| So I just went to an NLP meetup, not sure if I really learned or did anything, but afterwards I was talking to a guy I have seen at some meetups and we started talking about a lot of stuff about socializing. It was obvious he was into pickup, but also very much socializing properly. We got into a long conversation about it, and it was mostly him. I was feeling perturbed at not being the one to talk a lot, as I feel this is how people get to know me, as I have often run into the "i dont know you" problem.
Now, he said something that struck me as very odd, though I have run into it several times. He called it "winning the conversation" which meant being the person to whom other people are putting the most effort into talking to. I have heard of this before as "taking the masculine role in the conversation" and described as something else by severedblue and others.

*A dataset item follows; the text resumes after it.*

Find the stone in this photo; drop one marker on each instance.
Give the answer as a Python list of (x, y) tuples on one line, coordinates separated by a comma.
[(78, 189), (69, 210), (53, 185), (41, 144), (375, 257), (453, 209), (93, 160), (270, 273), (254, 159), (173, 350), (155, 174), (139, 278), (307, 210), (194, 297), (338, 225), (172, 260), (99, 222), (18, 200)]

However, it makes no sense to me. I sometimes reach this point, and it just feels like its me getting nowhere. It feels like LOSING.
1) How do you built rapport, or attraction, or anything when you arent doing the talking?
2)If they are the ones doing the talking, then they have the chance to DHV, build attraction and everything else. Why would you want them to be the talker?
3)In fact, I was talking to this guy and an attractive girl at the same time, and because he was doing all the talking, he was getting all the attention and the girl wasnt feeling me any more!
4) If you arent the one building things by doing the talking, how is she ever going to feel anything enough to go home with you? Hell, I have certainly run into the "I dont know you" thing many times.
5) I have RARELY, maybe about 5% of the time, ever been interested in what women have to say. They just bore the shit out of me. Given the chance they dont talk about anything important or anything I wanna hear. So what am I supposed to do, waste all this time listening to something I dont wanna hear just for a girl to put me in the friend zone?